Uncle Sam allows special deductions when medical expenses add up.

When to itemize. If the person you care for was 65 years or older last year (2016), he or she can deduct certain medical costs. The costs must total more than 7.5% of adjusted gross income (AGI). For instance, if AGI is $40,000, medical expenses over $3,000 can be deducted. For a person younger than 65, the cost must be more than 10% of AGI. (In our example, that would mean $4,000 or more.)

Insurance premiums. Health insurance premiums are deductible.
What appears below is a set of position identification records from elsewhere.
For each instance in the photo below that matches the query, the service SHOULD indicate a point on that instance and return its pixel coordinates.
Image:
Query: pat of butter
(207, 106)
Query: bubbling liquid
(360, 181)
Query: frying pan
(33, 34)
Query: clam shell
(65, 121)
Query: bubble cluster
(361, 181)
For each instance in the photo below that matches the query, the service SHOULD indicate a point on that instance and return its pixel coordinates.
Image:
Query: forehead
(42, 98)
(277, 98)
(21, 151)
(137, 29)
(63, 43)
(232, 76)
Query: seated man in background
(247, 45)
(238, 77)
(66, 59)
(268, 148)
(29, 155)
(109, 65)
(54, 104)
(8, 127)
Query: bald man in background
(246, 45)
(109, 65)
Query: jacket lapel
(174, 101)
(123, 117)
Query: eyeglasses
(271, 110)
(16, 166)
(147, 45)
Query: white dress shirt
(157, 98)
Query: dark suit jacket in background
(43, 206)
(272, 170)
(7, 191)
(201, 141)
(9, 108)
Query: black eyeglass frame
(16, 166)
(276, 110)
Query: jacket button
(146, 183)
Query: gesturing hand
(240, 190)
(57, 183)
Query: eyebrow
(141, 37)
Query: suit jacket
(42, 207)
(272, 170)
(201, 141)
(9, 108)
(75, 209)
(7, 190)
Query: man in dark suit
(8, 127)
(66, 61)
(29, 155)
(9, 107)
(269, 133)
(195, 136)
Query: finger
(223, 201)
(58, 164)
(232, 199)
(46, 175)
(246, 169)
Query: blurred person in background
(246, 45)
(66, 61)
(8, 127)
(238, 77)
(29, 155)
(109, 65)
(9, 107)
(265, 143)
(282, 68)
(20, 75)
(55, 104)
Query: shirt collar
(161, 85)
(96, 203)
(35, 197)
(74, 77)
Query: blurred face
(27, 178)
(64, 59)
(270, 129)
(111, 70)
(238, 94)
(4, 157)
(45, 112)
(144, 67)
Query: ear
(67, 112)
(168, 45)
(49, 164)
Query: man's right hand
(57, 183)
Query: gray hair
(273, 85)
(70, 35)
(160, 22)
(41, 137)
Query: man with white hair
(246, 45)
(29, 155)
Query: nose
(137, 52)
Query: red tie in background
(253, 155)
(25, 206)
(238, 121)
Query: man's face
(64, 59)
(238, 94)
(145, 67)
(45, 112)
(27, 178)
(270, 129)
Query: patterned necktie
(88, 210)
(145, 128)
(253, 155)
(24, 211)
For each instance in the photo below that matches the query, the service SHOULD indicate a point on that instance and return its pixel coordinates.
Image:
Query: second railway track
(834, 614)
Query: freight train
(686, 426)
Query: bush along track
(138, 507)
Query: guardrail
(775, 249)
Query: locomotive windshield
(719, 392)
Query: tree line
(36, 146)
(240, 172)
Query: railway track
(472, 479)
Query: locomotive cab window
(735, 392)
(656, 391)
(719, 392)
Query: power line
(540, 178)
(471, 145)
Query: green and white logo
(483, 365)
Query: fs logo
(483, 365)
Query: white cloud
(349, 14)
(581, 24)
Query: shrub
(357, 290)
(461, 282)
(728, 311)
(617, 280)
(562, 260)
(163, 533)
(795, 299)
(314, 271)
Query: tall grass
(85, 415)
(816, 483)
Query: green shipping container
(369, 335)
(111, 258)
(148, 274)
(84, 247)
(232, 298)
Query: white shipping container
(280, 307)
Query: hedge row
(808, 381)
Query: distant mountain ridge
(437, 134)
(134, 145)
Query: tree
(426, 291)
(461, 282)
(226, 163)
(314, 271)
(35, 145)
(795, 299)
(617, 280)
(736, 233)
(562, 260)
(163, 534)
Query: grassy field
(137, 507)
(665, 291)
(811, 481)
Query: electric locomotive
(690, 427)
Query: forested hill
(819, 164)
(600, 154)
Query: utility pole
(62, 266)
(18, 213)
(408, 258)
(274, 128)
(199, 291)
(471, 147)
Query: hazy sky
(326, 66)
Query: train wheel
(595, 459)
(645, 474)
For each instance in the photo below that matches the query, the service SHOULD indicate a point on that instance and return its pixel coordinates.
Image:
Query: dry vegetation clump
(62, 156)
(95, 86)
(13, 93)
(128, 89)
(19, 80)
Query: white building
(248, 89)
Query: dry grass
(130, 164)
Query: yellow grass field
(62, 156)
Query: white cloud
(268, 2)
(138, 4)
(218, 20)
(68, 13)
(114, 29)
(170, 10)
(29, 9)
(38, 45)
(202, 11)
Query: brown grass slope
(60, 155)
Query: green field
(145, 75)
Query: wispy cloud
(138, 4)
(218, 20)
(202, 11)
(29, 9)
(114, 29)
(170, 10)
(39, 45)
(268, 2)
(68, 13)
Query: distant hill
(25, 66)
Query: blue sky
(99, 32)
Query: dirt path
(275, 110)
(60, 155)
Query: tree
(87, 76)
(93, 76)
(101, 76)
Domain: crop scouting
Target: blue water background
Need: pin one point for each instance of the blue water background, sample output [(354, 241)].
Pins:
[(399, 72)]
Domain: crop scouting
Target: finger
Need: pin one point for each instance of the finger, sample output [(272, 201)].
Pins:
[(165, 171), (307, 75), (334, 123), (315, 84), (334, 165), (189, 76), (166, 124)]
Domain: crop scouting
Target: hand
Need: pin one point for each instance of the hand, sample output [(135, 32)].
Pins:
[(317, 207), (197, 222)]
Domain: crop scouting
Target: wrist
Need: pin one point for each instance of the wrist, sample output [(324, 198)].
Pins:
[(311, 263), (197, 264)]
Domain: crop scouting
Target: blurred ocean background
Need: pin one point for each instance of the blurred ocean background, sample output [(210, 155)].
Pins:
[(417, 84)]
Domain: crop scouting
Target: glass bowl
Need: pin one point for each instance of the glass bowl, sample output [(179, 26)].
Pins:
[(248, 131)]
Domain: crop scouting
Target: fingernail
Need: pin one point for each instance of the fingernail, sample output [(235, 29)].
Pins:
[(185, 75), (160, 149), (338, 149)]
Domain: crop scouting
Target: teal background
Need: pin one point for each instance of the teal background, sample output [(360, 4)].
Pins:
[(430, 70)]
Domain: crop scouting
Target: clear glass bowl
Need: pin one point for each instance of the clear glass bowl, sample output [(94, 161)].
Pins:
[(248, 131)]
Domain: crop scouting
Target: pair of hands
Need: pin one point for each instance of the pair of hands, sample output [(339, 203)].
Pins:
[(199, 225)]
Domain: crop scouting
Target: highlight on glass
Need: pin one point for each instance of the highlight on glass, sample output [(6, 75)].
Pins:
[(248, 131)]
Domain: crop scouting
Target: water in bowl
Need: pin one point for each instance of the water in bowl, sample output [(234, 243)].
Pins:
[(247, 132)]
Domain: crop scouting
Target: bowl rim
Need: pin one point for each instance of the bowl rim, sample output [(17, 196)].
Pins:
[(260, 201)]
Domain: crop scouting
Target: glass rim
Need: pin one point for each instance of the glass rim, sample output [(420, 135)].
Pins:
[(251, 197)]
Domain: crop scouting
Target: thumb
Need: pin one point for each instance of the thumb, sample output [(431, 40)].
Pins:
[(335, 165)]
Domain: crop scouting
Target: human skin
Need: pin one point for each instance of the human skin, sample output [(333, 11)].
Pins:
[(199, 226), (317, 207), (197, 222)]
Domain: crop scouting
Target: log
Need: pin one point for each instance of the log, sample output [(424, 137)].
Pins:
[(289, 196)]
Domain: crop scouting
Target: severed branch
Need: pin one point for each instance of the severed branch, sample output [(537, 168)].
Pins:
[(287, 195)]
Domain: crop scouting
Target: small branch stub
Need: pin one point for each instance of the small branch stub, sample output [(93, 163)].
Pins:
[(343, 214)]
This includes money deducted from Social Security to pay for Medicare. It also includes payments made for any supplemental insurance (“Medi-gap”) and Part D (drug coverage).

Medical expenses not covered by insurance. Many things that Medicare doesn’t cover ARE deductible on taxes. These include glasses, hearing aids, and dentures. Also, doctor exams to check vision and hearing. Plus, fees for dental visits and cleanings.

Additional fees or copays. Any deductibles or co-payments for doctor visits, hospitalizations, drugs, etc. can be listed. Also lab tests, durable medical equipment, ambulance service, etc.

Complementary medicine. Medicare will not cover these services. But the IRS recognizes visits to licensed acupuncturists and chiropractors as medical expense.

Medical travel. Have your loved one keep a mileage log. Driving to appointments can be deducted at 19 cents per mile (plus parking and toll fees). Keep track of the costs of bus, taxi, or train rides. Flights and hotel expenses can be counted if your relative must travel long distance for medical care.

Home modifications. Did your relative install a ramp for easier entrance to the home? Widen doorways for wheelchair use? If the change does not increase the value of the property, then it is considered a medical expense.

Check with a professional tax preparer to verify which expenses can be deducted.